The Williamson firm at first told the Abeles that surveying the tip
of the Aleutian archipelago would be too expensive, Bruce Abele said,
but after six months of negotiating, the firm agreed to send sonar
technicians and equipment aboard a Bering Sea crab boat to the frigid
waters licking the base of Kiska volcano.
The U.S. Navy, citing lack of resources, is not involved in the
search, and the Abeles prefer to keep the cost to themselves.
The Aquila, carrying more than a dozen crew members and sonar
surveyors, set out from Dutch Harbor on Aug. 6, said Pete Lowney, a
family friend from Newton who joined the crab-fishing fleet in Dutch
Harbor more than a decade ago. Mr. Lowney has fished king and snow crab
for years under the Aquila's captain, Kale Garcia.
The conical volcanoes of the far western Aleutians seem to drop
straight into the sea. Even in summer, rain, fog and vicious winds
envelop the tiny islands.
Near the end of July 1943, for instance, the fog clung so thick
around Kiska that 5,183 Japanese troops and civilians evacuated from
the harbor without drawing fire from any of the surrounding U.S.
battleships. The military realized a distant three weeks later that
Kiska was deserted, but only after 35,000 Allied troops had spent eight
days searching the fog-cloaked island, with 24 killed by friendly fire,
according to the National Park Service.
For more than two weeks, the Aquila carefully towed a sonar cable
from east to west and back again inside a 240-square-mile grid that the
survey team had plotted using information from naval archives and the
Kano Maru officer's account. The crew worked in shifts to keep the
search going 24 hours a day, Mr. Lowney said.
Sonar images can deceive even those who interpret them for a
living. Elongated boulders look like submarines; outcrops resemble
ship's prows.
"It's a rocky seascape," said Art Wright, survey manager for
Williamson. "We went over the areas several times to differentiate
between rock and ship and look at things from three to four different
aspects."
They looked first for the Japanese destroyer Arare, sunk by the
U.S. submarine Growler, to test the sonar and see what a known wreck
would look like against the seafloor. The sonar captured shapes that
appeared to be two halves of the Arare, Mr.
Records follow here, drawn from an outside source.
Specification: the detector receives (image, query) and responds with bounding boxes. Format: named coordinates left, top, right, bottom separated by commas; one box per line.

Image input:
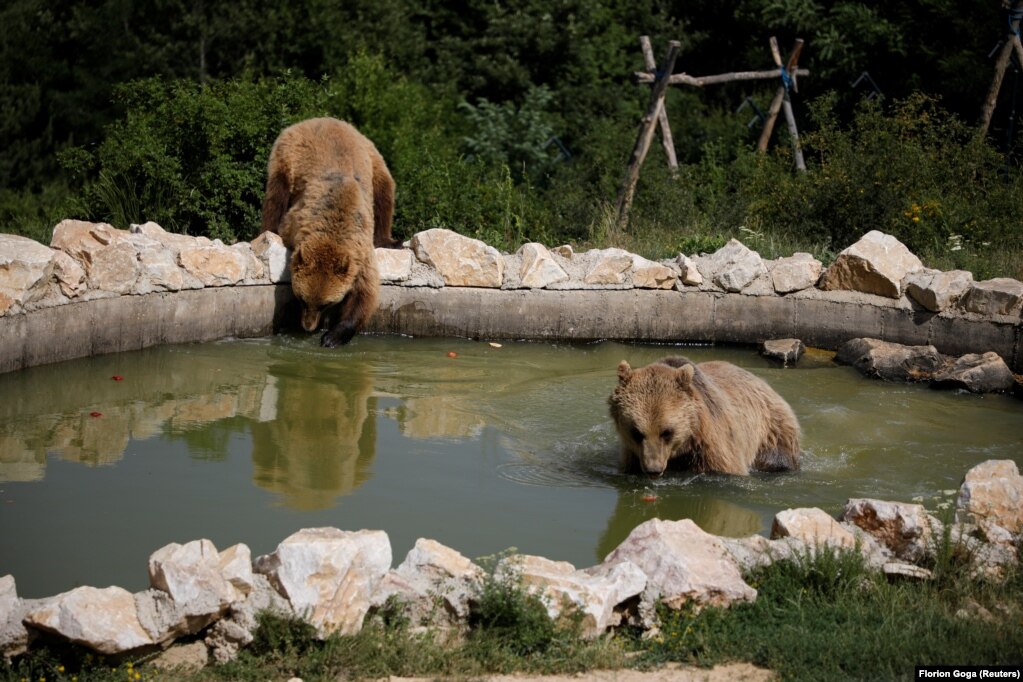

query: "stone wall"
left=1, top=221, right=1021, bottom=373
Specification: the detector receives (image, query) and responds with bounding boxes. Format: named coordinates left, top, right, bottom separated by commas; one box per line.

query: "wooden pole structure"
left=615, top=40, right=680, bottom=231
left=978, top=0, right=1023, bottom=139
left=757, top=37, right=805, bottom=170
left=639, top=35, right=679, bottom=171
Wright said.
There were several false "eureka" moments, Mr. Lowney said.
"We put down the sonar, and I thought I saw two destroyers and got
excited," he said ruefully. "After that point, I stopped jumping to
conclusions."
In mid-August, the sonar picked up a 290-foot-long object with the
sharp angles and jutting shadows of something man-made wedged into a
terrace on the steep underwater slope of the volcano.
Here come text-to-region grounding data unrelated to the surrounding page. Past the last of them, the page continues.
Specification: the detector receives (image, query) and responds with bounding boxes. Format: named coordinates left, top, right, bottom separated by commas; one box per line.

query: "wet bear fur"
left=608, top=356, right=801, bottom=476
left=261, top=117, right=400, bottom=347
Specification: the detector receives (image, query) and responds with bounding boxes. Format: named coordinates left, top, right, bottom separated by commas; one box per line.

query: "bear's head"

The Grunion, however, was 312 feet long. The Williamson team
believes the bow may have plowed beneath a mat of thick sediment, hence
the apparent shortage of about 20 feet. Skid marks show the vessel slid
to rest about 1,000 meters from the surface, Mr. Wright said. Over the
years, earthquakes along the tectonic subduction zone could have piled
on more debris, he said.
Mr. Wright, a retired Navy captain who has worked with Williamson
since 1986, is 95 percent sure the shadowy images are those of the
vanished sub. The Grunion is the only known sunken vessel in the area,
and the sonar captured the distinct outline of a submarine conning
tower, he said.
"If our target is not the Grunion, where is she?" Mr. Wright said.
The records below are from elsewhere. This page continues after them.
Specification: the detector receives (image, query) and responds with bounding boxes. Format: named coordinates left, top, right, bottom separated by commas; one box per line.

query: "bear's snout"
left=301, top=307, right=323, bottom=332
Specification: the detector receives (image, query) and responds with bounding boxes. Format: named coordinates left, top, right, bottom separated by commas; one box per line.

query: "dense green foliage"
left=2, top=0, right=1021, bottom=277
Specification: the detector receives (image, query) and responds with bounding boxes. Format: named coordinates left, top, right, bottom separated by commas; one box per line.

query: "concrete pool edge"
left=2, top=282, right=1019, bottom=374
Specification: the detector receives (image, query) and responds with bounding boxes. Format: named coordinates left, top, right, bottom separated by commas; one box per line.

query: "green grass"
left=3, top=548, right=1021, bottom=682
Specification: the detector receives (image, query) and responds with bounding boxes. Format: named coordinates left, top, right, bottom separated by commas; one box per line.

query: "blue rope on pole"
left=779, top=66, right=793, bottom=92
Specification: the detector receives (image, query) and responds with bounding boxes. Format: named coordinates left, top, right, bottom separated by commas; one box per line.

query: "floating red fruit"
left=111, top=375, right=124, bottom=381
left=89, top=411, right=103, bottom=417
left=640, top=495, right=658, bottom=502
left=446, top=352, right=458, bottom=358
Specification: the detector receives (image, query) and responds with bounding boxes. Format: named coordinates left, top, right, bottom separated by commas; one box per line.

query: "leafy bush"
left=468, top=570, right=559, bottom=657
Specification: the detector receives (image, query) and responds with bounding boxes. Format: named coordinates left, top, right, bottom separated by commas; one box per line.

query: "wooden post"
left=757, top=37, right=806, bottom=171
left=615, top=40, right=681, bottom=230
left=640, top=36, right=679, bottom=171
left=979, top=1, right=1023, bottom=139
The Abeles remain circumspect about the find, saying they need more
proof of the vessel's identity.
"Although it's very encouraging at the moment, it's dangerous to
say, 'Absolutely, we have it,'" Bruce Abele said in August during a
brief stop in Anchorage after the three met the crew of the Aquila on
Adak, 275 miles east of Kiska.
But they have enough faith in the wreck to send out a second
expedition next summer, this time with a remote-controlled underwater
camera to identify the vessel and try to reconstruct her sinking.